Indicators on the jacket are controlled wirelessly from a transmitter fitted onto the indicator system on the rider’s bike and a receiver in the jacket. When the biker indicates on his bike, the corresponding side of the LEDs fitted in the jacket light up.

Some jackets are fitted with trackers.

AFKI: Trackers? Tell us more.

CladLight: The tracker is an advanced feature that is only available to those who need it such as courier service and delivery motorcyclists.

Trackers show the whereabouts of the motorcycle and as such are used to map the routes the motorcycles have covered. This information can then be analyzed and used for making decisions on profitable routes and-or how to price the different delivery options.

AFKI: When did you make and sell your first jacket?

CladLight: The first smart jackets were made end of March this year.
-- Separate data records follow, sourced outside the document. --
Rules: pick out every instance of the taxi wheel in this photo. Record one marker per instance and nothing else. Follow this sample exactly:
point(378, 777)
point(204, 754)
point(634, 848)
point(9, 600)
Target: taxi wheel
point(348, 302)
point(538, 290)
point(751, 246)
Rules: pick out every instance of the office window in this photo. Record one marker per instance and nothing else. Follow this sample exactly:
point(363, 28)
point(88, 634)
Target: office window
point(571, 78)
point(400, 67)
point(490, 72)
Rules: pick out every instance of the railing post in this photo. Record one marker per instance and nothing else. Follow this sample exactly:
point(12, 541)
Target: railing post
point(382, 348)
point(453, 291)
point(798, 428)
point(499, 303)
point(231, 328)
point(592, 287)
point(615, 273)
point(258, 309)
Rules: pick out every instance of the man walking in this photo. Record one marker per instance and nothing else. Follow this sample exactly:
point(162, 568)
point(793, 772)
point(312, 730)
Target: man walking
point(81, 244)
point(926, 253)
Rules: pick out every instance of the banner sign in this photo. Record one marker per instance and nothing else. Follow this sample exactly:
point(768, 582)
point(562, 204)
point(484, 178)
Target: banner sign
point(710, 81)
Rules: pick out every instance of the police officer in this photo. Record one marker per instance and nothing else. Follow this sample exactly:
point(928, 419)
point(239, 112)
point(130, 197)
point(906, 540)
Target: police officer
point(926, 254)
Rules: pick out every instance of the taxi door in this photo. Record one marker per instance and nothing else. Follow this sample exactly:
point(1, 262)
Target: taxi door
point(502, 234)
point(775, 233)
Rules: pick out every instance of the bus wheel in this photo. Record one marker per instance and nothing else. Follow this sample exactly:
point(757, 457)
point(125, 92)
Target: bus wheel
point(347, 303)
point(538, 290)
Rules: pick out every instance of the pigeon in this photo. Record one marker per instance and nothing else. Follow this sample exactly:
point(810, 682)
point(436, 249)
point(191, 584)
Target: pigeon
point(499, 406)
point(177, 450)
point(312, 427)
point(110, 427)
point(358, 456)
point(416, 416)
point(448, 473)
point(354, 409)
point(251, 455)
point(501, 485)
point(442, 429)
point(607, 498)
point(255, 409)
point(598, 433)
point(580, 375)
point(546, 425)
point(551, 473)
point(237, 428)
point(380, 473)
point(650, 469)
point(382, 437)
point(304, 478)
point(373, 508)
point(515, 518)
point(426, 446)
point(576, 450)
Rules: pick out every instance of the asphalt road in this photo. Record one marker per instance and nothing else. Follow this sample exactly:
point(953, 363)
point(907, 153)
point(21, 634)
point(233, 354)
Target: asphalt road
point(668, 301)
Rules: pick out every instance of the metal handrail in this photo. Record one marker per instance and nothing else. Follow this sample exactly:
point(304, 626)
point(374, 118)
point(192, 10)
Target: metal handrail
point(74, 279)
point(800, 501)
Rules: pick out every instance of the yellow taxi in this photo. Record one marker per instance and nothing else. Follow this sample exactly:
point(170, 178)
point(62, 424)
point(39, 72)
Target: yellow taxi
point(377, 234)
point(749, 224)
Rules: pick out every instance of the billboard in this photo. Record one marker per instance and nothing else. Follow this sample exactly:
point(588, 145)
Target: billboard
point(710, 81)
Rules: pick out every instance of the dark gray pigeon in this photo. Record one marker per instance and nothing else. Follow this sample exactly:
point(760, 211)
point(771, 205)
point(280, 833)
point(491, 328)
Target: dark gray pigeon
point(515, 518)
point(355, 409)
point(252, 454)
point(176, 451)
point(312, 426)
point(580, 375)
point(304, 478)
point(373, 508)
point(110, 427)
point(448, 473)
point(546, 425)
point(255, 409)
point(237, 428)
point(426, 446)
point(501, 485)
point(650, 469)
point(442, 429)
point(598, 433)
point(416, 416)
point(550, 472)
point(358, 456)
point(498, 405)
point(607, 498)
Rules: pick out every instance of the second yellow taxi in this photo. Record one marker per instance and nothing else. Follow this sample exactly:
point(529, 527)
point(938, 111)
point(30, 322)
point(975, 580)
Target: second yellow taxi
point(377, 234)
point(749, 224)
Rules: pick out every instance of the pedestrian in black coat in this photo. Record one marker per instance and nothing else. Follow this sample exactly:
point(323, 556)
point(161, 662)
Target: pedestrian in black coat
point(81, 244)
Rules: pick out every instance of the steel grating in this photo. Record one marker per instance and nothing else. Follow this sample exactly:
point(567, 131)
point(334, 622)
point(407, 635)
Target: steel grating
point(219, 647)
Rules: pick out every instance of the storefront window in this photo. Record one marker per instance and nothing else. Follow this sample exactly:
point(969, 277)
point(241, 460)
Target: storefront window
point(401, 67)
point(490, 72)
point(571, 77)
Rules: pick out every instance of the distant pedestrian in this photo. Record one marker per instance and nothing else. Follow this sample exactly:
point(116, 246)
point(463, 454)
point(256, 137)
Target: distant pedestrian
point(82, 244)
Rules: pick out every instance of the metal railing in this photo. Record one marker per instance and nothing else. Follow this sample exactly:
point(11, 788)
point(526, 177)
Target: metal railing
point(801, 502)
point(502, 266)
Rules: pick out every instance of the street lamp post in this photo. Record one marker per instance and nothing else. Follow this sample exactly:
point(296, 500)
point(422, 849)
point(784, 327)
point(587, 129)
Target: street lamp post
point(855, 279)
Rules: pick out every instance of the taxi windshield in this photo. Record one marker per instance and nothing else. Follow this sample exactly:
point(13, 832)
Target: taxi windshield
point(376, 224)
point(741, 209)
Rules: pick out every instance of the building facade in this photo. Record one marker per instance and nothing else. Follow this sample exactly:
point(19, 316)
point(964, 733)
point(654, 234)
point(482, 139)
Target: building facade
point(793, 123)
These were solely for piloting to gather user experience and provide essential feedback for iteration or creating a new and improved version of the product.

The response from end users was mainly on the design and implementation of the Smart Jacket. This involved suggestions for the material made using the jacket, placement of lights, integration to the motorcycle and others.

This formed the basis of the alterations on the product and as any serious business knows, the unhappiest customers are their greatest source of information in learning to tailor the product for the market.

AFKI:  What keeps you doing what you do daily?

CladLight: The reception of the Smart Jacket by the motorcyclists, popularly referred to as boda boda guys, has been positive and encouraging. Such technology is fascinating to them and they are willing to buy. And we are willing to see them stay alive.

AFKI: The initial phase of any business is challenging. What are yours?

CladLight: Evidently, the motorcyclists prefer the smart jackets in comparison to the ordinary jackets. This is because it’s active in the sense that it radiates light rather than just reflecting any light.

However, the biggest hindrance in acquiring a Smart Jacket is the cost, KES 3,500 ($40).

As CladLight, we seek to lower this cost by up to 60% once we acquire a (cheaper) supplier for the electronic components used. The high cost is attributed to the expensive cost of the constituent electronic components locally.

Several institutions have expressed interest and we are currently awaiting an order from one of them to supply the jackets to.

AFKI: How big is the Kenyan and regional market?

CladLight: Since the government zero-rated all motorcycles rated 250cc and below back in 2008, there has been a tremendous increase in the number of newly registered motorcycles in Kenya annually.

Up until 2012, there were an estimated total of 0.6 million motorcycle units in Kenya.

Uganda has even a higher number. Research of the total number of motorcycle units in Africa is still underway.

AFKI: Today you are making jackets, 10 years from now where will Clad Light be?

CladLight: CladLight seeks to have broken the national boundaries and ventured in to other motorcycle markets in Africa. It is also our mission to impact this wearable knowledge to young Kenyans through a training institution.

We are also seeking partnerships with insurance firms and motorcycle assembly plants and wholesalers delivering the jackets to the masses they command.

AFKI: Personally how have you managed to maintain the friendship and business balance?

CladLight: As an entrepreneur, one has a clear understanding that friendship and business don’t mix. Learning to separate the two has been one of our greatest achievements in running CladLight thus far.